J'ai été à la fois surpris et ravi de découvrir qu'on peut acheter ici sans ordonnance des amphétamines, des benzodiazépines et même des antibiotiques, ce qui est illégal au Mexique. C'est strictement pour que des gens comme nous les achètent – j'en ai acheté quelques-uns, et je vais vous donner un exemple. On peut acheter du Ritalin générique – du méthylphénidate, comme on l'appelle – pour 64 $ ou 0.50 $ la boîte de 60 fois 102 milligrammes. Et pour les benzodiazépines, une bonne affaire est le clonazépam, sous ce nom, en boîtes de 36 mg pour 82 $, et il y a aussi du lorazépam en boîtes de XNUMX mg.

Jonathan Ott maîtrisait parfaitement l'esprit pharmaceutique mexicain et les plantes enivrantes utilisées au cours de l'histoire lors des rites de passage des cultures précolombiennes de la région. C'est précisément l'étendue et la profondeur de ses connaissances hautement spécialisées, souvent obscures, qui ont fait de lui un pont si important entre les époques, les cultures et les idées. Il était à la fois contemporain d'Albert Hofmann, parlant couramment l'allemand et l'espagnol, expert en plantes indigènes visionnaires issues des régions les plus reculées du monde, et un excentrique aux pieds nus prêt à écumer les pharmacies des petites villes mexicaines en 2024 pour partager les bonnes affaires et les dosages appropriés avec les natifs du numérique comme moi.

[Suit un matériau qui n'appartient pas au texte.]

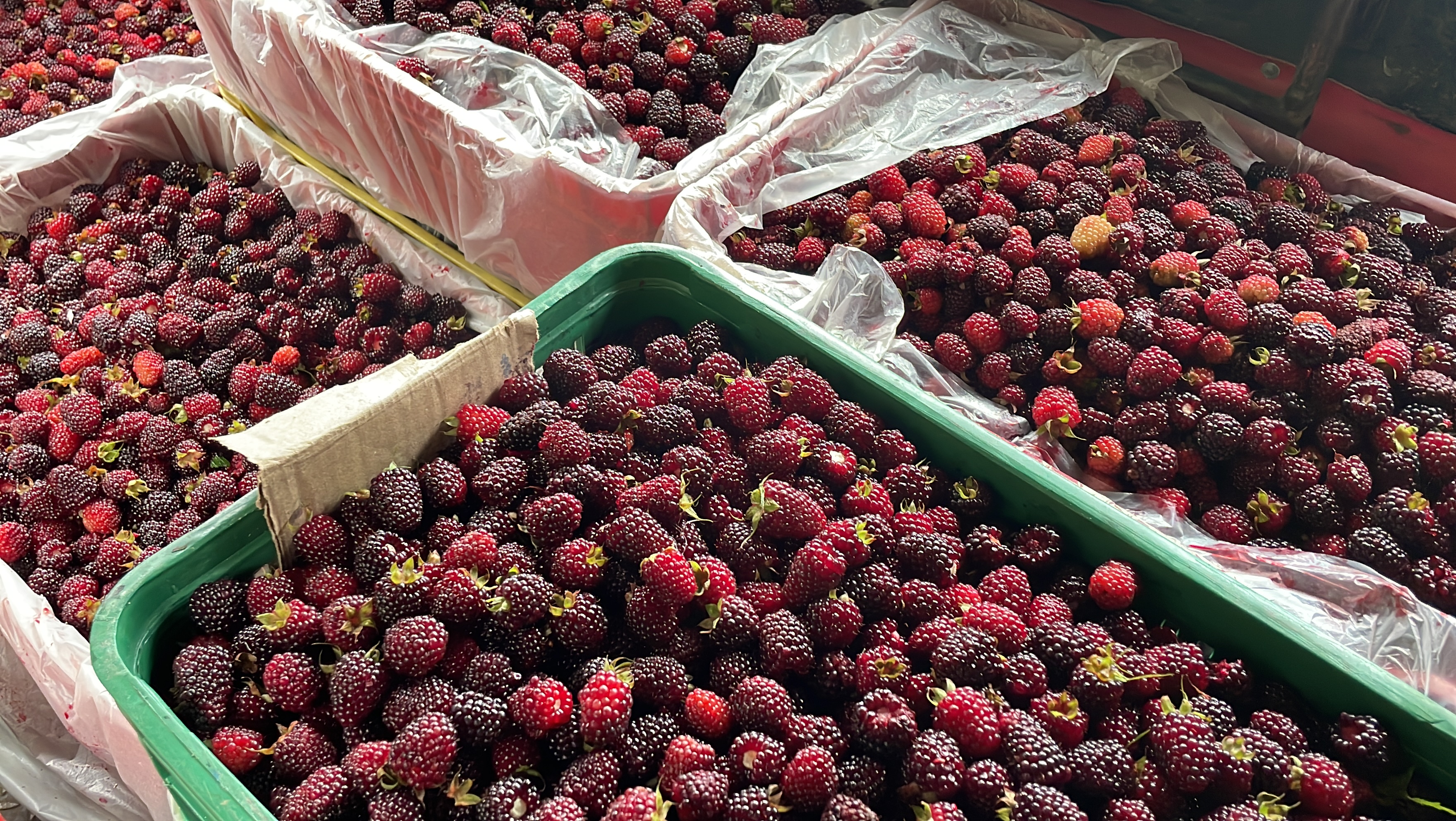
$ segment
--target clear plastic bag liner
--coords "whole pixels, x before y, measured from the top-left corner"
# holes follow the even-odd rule
[[[794,313],[828,330],[872,360],[890,349],[904,316],[900,288],[858,247],[837,245],[820,265],[814,288],[795,300]]]
[[[459,33],[355,31],[329,0],[198,0],[192,12],[223,86],[531,294],[603,250],[651,240],[684,185],[828,87],[895,19],[866,12],[761,48],[735,89],[747,102],[729,102],[727,134],[638,181],[620,127],[603,131],[600,103],[534,58]],[[446,93],[396,70],[402,52],[441,58]]]
[[[818,325],[891,373],[933,393],[970,421],[1010,438],[1031,424],[976,393],[914,345],[895,338],[904,316],[900,288],[879,262],[846,245],[834,246],[814,277],[744,265],[756,288],[786,310]]]
[[[71,738],[105,764],[108,776],[115,773],[121,783],[106,790],[96,773],[83,773],[80,769],[73,773],[51,772],[92,801],[115,801],[119,808],[130,808],[132,815],[150,812],[157,821],[170,818],[167,788],[141,747],[137,732],[96,678],[90,665],[90,645],[76,627],[57,619],[45,598],[36,595],[4,563],[0,563],[0,639],[15,652],[44,703],[50,705],[47,709],[51,715],[57,716]],[[9,675],[3,684],[0,697],[4,700],[41,706],[23,689],[17,691],[10,687]]]
[[[9,590],[7,582],[0,581],[0,588]],[[44,821],[150,818],[141,799],[102,760],[71,738],[3,636],[0,789]]]
[[[1080,480],[1128,517],[1198,553],[1316,632],[1456,712],[1456,622],[1360,562],[1296,549],[1219,542],[1168,502],[1117,489],[1082,472],[1044,434],[1012,444],[1069,480]]]
[[[460,300],[470,312],[472,328],[485,330],[515,310],[479,279],[294,162],[221,98],[195,84],[159,86],[134,83],[131,98],[115,111],[79,124],[86,131],[74,144],[52,146],[44,135],[28,137],[29,130],[0,141],[0,229],[23,231],[31,211],[64,202],[77,182],[100,182],[131,157],[197,157],[214,167],[252,159],[262,166],[264,181],[281,186],[297,208],[348,214],[376,253],[395,263],[406,281]]]
[[[344,36],[390,63],[406,55],[424,60],[434,71],[431,87],[472,112],[466,118],[480,119],[482,128],[510,134],[520,151],[555,144],[604,175],[636,175],[636,143],[622,124],[587,89],[540,60],[478,36],[430,36],[405,23]]]
[[[80,131],[74,138],[50,141],[26,130],[0,140],[0,229],[23,231],[35,208],[64,202],[74,185],[102,182],[118,163],[134,156],[183,157],[213,167],[253,160],[262,169],[262,182],[282,188],[296,207],[348,214],[360,236],[408,281],[462,300],[472,328],[485,330],[515,310],[479,279],[298,164],[217,95],[198,84],[159,87],[166,79],[147,76],[144,70],[153,63],[157,61],[137,64],[138,76],[118,87],[109,100],[115,105],[76,112],[84,116],[74,121]],[[207,82],[205,73],[195,79]],[[57,619],[45,598],[32,592],[9,566],[0,566],[0,638],[13,648],[71,737],[114,767],[153,818],[172,818],[166,786],[96,678],[86,639]]]
[[[887,12],[888,13],[888,12]],[[1013,128],[1104,90],[1120,61],[1172,71],[1165,41],[1077,41],[951,3],[904,10],[884,42],[773,132],[687,188],[662,239],[734,271],[719,240],[917,150]]]
[[[1143,493],[1104,496],[1456,712],[1456,622],[1406,587],[1337,556],[1217,542],[1169,504]]]
[[[945,370],[945,365],[933,357],[926,357],[904,339],[895,339],[879,364],[910,384],[919,386],[920,390],[933,393],[957,413],[1002,438],[1031,429],[1031,422],[968,389],[955,374]]]

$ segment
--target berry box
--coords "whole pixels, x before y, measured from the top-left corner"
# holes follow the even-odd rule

Il a partagé des récits fascinants de ses tribulations transnationales, souvent entendus chez les figures psychédéliques de la vieille école. Un jour, alors qu'il tentait de faire passer aux États-Unis une importante cargaison d'écorce de racine contenant du DMT du Mexique, il a réussi à se soustraire à la douane qui retenait le produit en expliquant que l'écorce était destinée à la fabrication de savon. Une autre fois, les autorités espagnoles lui ont confisqué une forme d'opiacé à son arrivée en Europe ; il a quitté leur garde à vue et s'est immédiatement rendu dans une pharmacie, où il a acheté le même principe actif.

 

L'auteur et Jonathan Ott. Photo : Dennis Walker

 

Doutes sur la renaissance psychédélique

Ott n’était certainement pas un fan de la médicalisation des « psychédéliques ».

« La médicalisation des substances enivrantes chamaniques signifie qu'ils vont vous vendre des versions moins puissantes de la plante entière à des prix beaucoup plus élevés. »

Au crépuscule de sa vie, Ott aurait facilement pu tirer profit de sa célébrité et de sa crédibilité de pionnier de la culture psychédélique, même s'il méprisait ce terme. Sa « marque » personnelle lui aurait valu une grande notoriété grâce à ses apparitions dans les podcasts de Joe Rogan, ou une belle fortune en rejoignant les conseils d'administration de sociétés biotechnologiques multimillionnaires, comme certains de ses contemporains de la vieille garde. 

Au lieu de cela, il a choisi un style de vie hermétique, loin de la vue du public, restant fidèle à une quête de vie axée sur la recherche ethnobotanique et scientifique, en dehors des intérêts des entreprises ou de la réglementation de l'État.

Et dans cette solitude silencieuse, il a produit un héritage de travail qui a non seulement documenté l’histoire des plantes enthéogènes, mais a également façonné son avenir – que vous ayez eu connaissance de lui ou non.